Nie jestem specjalistką od ras zwierzat, aczkolwiek nie raz slyszałam, że wszelakie manipulacje człowieka z genotypem zwierząt w kierunku wypracowania jakiejś cechy przydatnej tak naprawdę czlowiekowi (wygląd, uzyteczność) nie ida w parze z pozytywnymi skutkami dla zwierzęcia:
np konie wyścigowe albo pewne rasy psów czy kotów, rasy zwierząt gospodarskich (np zmanipulowanie w kierunku szybkiego przyrostu kosztem stawów - vide brojlery - te kury, gdyby zostały uratowane przed rzezią, są i tak juz kalekami, albo świnie - porównajcie sobie świnię i dzika. Świnia to przy nim kaleka).
znalazlam taka dyskusję o psach rasowych - jakie dane rasy mają wady wrodzone, które są w typie rasy, i co się z tym wiąże. Nie chodzi o chów wsobny, ale o samo istnienie danej rasy:
http://forum.empatia.pl/viewtopic.php?f=8&t=783&p=3289&hilit=rasowe#p3289wiemy chyba, że króliki miniaturowe mają tendencję do ropni okołozebowych, bo mają zminiaturyzowana czaszkę, a zęby za tym nie nadązają. Nasze króliki to też ofiary manipulacji z naturą i cierpią na tym i one i nasza kieszeń.

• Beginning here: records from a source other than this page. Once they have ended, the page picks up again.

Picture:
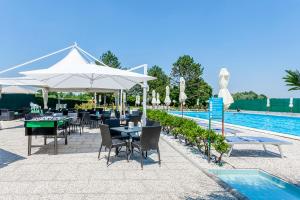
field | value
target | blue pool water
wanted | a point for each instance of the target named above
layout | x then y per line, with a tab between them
258	185
279	124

Króliki wiekszych ras z kolei są ofiarami maninupacji w kierunku uzytecznosci hodowlanej. znane mi osobiscie olbrzymy belgijskie czy reksy maja tendencję do odcisków łap pod wpływem ciężaru ciała, niektórym z łap leci uporczywie ropa.
Zwlaszcza cierpią te, ktore mają krotka siersc na łapach (reksy), a ona nie amortyzuje wystarczajaco przy poruszaniu sie ciezkiego zwierzęcia.
co do Bravo czy tego typu czasopism - odkąd raz w Bravo byl niezly artykul o doswiadczeniach na zwierzetach i zaprocentowal duzą iloscia wejsc na nasze strony to jakos polubilam to czaopismo. Nie boi sie poruszac tematyki praw zwierząt.
Czasopisma kobiece natomiast unikają jej jak ognia albo uporczywie reklamują futra.